The matter of Scott and Scott [2016] FCCA 1659 (5 July 2016) was decided in the Federal Circuit Court of Australia by Judge Terry. The interesting facts in this case are that the parties were aged 83 and 91 and at the time the matter went before the Court they had been separated for 30 years – they married back in 1950 and separated in 1986. The matter finally came before the Court when the husband changed his Will and removed the wife as a beneficiary, and expressed intention to sell the family home to fund a refundable deposit for residency in an aged care facility. The wife did not receive any of the proceeds of sale from the home.

Under the Family Law Act 1975 (Cth) parties to a marriage can apply for property settlement up until 12 months after a divorce order comes into effect. After that time, you need to apply to the Court for leave (permission) to apply.
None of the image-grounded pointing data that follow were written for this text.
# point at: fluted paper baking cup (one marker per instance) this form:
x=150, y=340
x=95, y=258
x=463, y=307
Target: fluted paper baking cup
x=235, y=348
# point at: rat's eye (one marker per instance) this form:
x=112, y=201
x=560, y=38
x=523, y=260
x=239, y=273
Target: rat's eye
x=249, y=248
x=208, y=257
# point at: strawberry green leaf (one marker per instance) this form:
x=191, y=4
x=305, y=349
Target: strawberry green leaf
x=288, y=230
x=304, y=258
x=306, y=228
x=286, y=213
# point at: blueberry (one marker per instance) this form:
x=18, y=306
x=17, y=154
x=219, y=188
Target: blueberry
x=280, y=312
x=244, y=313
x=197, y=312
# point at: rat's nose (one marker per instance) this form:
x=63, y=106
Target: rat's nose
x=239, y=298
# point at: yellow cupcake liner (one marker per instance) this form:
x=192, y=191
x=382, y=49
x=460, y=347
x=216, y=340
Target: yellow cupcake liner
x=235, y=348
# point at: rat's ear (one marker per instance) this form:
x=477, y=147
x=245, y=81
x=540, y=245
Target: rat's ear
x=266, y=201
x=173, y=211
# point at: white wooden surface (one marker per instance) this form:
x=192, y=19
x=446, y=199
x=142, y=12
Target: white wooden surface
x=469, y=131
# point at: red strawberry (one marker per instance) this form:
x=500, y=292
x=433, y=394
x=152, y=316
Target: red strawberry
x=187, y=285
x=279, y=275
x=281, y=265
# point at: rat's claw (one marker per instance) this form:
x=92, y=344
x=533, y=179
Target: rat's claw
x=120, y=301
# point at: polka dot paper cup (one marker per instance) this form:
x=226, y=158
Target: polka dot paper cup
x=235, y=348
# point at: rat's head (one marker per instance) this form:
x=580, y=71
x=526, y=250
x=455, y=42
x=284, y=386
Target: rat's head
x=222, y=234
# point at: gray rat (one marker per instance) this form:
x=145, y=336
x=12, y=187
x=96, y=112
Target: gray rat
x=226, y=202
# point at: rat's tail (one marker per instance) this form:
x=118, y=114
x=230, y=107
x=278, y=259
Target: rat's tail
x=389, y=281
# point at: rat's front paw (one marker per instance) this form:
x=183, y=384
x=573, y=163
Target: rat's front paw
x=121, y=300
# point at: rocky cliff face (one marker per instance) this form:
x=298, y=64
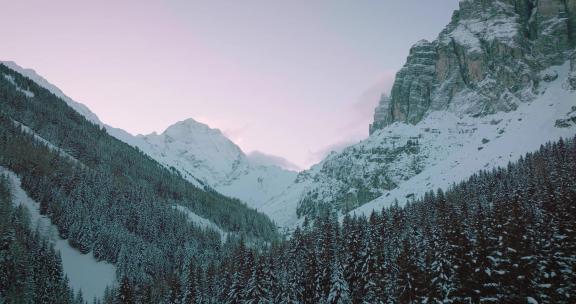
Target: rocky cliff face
x=498, y=81
x=487, y=59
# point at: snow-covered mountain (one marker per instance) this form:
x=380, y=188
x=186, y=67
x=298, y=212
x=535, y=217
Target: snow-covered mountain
x=498, y=81
x=205, y=155
x=201, y=154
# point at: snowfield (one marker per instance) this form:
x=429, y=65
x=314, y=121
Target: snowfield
x=201, y=222
x=83, y=270
x=451, y=148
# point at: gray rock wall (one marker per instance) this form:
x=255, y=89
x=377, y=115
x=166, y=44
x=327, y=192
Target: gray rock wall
x=487, y=59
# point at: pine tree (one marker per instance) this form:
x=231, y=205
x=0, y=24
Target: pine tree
x=339, y=291
x=125, y=292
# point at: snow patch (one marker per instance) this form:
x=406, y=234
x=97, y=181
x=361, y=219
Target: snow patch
x=83, y=270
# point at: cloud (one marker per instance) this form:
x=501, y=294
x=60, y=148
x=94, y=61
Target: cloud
x=362, y=111
x=260, y=158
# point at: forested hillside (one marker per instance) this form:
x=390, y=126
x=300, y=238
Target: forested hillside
x=107, y=197
x=503, y=236
x=30, y=269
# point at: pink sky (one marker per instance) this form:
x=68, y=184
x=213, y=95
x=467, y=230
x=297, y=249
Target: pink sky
x=291, y=78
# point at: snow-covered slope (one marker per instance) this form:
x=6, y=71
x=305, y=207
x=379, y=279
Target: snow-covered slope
x=78, y=107
x=402, y=161
x=83, y=270
x=203, y=155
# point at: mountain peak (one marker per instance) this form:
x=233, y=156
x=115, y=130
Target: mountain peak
x=486, y=60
When determining the property settlement pursuant to section 79(4) of the Act, the Court takes into account:

  • the property pool;
  • the parties’ initial contributions;
  • the parties’ financial, non-financial and homemaker/parenting contributions during the relationship and after separation;
  • the parties’ future needs; and
  • whether the property division is just and equitable.

Ultimately, all items in the property pool at the time of the Court proceedings need to be taken into account. In long relationships, it is usually the case that contributions from each party are to be considered equal, as any large initial contributions are eroded away during the course of joint decision making during the relationship. In a case like Scott and Scott, post separation contributions are of great importance. For example, whilst an asset may remain to be held in joint names, one party may be making more significant ongoing contributions towards it after separation, such as payment of the mortgage on the family home, which then causes their contributions to the property pool to increase. Alternatively, it may not be appropriate for some post separation debts or assets, such as receipt of an inheritance, to be considered to be part of the property pool. The future needs factors that are of most significance to consider whether either party needs a percentage adjustment in their favour is age, income earning capacity, medical expenses, and care of dependants. When parties are quite elderly like Mr and Mrs Scott, there may be many relevant future need factors, however, this may also be offset by their life expectancy.
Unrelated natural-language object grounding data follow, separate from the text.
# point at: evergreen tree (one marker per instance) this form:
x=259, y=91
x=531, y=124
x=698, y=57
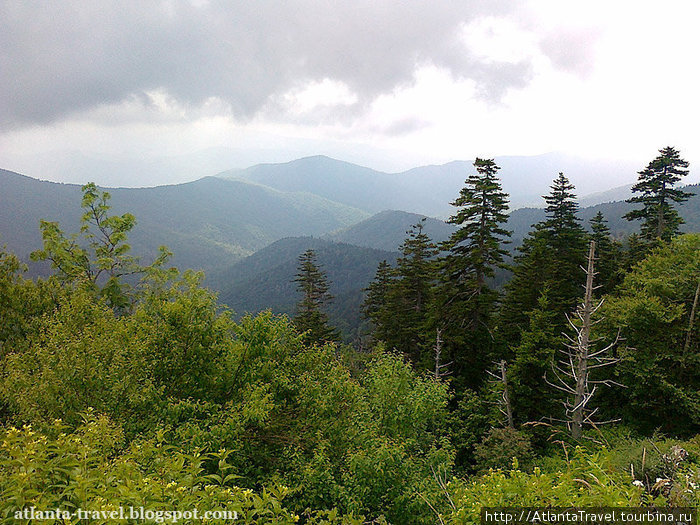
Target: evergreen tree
x=411, y=295
x=465, y=302
x=96, y=258
x=398, y=299
x=532, y=397
x=374, y=306
x=551, y=256
x=310, y=318
x=657, y=195
x=476, y=247
x=609, y=255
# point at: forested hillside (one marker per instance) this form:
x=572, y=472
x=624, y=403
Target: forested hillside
x=386, y=230
x=264, y=280
x=428, y=190
x=128, y=383
x=207, y=224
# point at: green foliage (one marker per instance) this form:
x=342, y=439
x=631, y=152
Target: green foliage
x=465, y=300
x=656, y=186
x=399, y=300
x=660, y=364
x=551, y=256
x=79, y=356
x=90, y=470
x=310, y=318
x=501, y=447
x=586, y=481
x=98, y=256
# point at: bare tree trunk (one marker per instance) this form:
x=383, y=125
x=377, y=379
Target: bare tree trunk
x=506, y=394
x=577, y=415
x=691, y=323
x=438, y=351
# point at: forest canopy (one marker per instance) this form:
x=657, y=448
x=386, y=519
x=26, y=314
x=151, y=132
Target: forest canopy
x=128, y=384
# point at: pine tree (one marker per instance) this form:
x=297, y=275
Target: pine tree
x=465, y=302
x=374, y=306
x=398, y=299
x=657, y=195
x=552, y=256
x=609, y=259
x=410, y=297
x=310, y=318
x=532, y=397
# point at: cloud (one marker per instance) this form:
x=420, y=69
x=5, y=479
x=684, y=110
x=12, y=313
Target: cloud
x=60, y=59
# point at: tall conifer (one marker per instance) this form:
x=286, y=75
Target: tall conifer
x=552, y=256
x=657, y=195
x=310, y=317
In this case, the wife adduced evidence that she had made ongoing financial and non-financial contributions to the property pool by assisting in the maintenance and cleaning of the former family home, caring for the husband when he was ill. The parties both resided in the family home both together and separately for different periods. At times the husband also resided in the parties’ second property that was built in 1985 (which was sold during the post-separation period). The wife eventually purchased her own unit post separation in 1994. Both the husband and the wife had future needs factors due to their health and elderly ages, however, they were likely to be considered to be the same for both party and not ultimately result in an adjustment to the property division. Furthermore, the husband contacted that it was not just and equitable pursuant to the high Court case of Stanford for a property division that included the family home to take place.

In summary, the final Orders made by Judge Terry in this matter were:

  • the family home be sold with the husband and the wife each receiving 50% of the proceeds of sale
  • the wife be given all of her personal possessions and other homewares and furniture from the family home
  • the husband and the wife keep all other property in their respective names.